Kafka Streams: A stream processing library built on top of Apache Kafka, allowing real-time data processing within the streaming platform.
Storm: Another open-source real-time processing framework, though less widely used compared to Apache
Computational Requirements:
The computational requirements for this system will vary depending on the chosen strategy and the specific event scale (number of viewers, ad impressions). Here's a breakdown for each strategy:
Open-Source and Cloud-Agnostic:
Bare-Metal Servers: The computational power needed depends on the chosen hardware and the anticipated peak loads. You'll need to carefully size the servers to handle real-time ad serving, data processing with Airflow, and data warehousing with Presto/Spark. Monitoring tools will be crucial to identify potential bottlenecks and scale resources as needed.

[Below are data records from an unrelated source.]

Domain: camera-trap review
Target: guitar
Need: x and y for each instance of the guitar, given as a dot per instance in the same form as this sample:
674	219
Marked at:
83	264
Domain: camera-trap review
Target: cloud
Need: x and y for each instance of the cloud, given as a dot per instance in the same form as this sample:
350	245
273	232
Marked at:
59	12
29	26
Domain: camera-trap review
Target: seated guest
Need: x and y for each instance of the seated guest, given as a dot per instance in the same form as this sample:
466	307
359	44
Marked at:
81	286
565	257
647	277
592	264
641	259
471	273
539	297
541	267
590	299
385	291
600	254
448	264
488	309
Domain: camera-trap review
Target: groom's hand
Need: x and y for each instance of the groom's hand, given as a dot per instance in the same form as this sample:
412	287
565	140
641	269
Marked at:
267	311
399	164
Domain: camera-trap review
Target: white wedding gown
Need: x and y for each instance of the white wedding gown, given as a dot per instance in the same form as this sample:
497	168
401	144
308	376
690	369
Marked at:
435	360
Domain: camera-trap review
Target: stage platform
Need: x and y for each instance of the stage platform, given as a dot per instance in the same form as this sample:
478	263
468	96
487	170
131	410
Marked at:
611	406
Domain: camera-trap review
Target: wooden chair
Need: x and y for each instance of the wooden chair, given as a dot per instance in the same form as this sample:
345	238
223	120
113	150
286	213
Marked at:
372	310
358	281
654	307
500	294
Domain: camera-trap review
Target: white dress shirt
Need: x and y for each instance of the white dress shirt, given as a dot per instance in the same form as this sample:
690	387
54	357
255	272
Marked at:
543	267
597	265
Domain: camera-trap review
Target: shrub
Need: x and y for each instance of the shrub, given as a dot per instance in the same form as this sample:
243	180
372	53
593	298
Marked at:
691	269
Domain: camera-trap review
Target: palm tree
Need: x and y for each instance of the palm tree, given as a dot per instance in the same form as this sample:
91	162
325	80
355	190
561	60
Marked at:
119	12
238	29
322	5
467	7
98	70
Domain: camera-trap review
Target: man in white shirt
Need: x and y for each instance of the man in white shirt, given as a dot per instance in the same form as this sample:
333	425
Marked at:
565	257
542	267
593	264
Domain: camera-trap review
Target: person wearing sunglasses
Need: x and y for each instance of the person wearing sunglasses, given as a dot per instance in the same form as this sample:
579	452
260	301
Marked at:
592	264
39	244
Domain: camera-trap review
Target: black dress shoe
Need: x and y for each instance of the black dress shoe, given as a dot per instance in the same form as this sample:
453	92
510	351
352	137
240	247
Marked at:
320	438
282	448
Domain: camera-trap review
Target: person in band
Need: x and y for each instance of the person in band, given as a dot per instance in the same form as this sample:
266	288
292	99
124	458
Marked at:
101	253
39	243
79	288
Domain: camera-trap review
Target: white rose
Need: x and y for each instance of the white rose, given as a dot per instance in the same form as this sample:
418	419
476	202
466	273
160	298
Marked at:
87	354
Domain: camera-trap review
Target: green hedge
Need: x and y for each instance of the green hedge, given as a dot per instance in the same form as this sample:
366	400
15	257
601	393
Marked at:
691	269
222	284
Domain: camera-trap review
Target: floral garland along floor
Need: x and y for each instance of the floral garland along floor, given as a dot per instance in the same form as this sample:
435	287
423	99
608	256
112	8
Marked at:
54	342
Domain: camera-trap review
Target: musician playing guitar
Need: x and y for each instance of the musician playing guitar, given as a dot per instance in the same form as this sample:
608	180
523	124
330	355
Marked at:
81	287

GCP: GCP offers various virtual machine configurations (Compute Engine) that can be scaled up or down based on real-time needs. This provides more flexibility than bare-metal servers, but careful configuration is still required to optimize costs.
Factors Affecting Computational Requirements:
Real-time Ad Serving: This requires low latency and sufficient processing power to handle ad selection, delivery decisions, and user interaction logging.
Data Processing Pipelines: Airflow or Cloud Workflows orchestrate data pipelines, but the actual processing power depends on the complexity of the transformations being performed on the data.
Data Warehousing: Presto/Spark or BigQuery need sufficient resources to handle queries from analysts and applications. The size and complexity of the data warehouse also play a role.
Additional Considerations:
Cost Optimization: Both strategies require careful resource allocation to avoid overspending. Techniques like autoscaling (GCP) and right-sizing servers (bare-metal) can help optimize costs.
Monitoring and Alerting: Continuously monitor system performance metrics (CPU, memory, network) to identify potential bottlenecks and ensure smooth operation during peak loads.
By considering these computational requirements and tailoring the chosen strategy accordingly, you can design a system that scales effectively to handle the demands of your CTV/OTT ad delivery platform.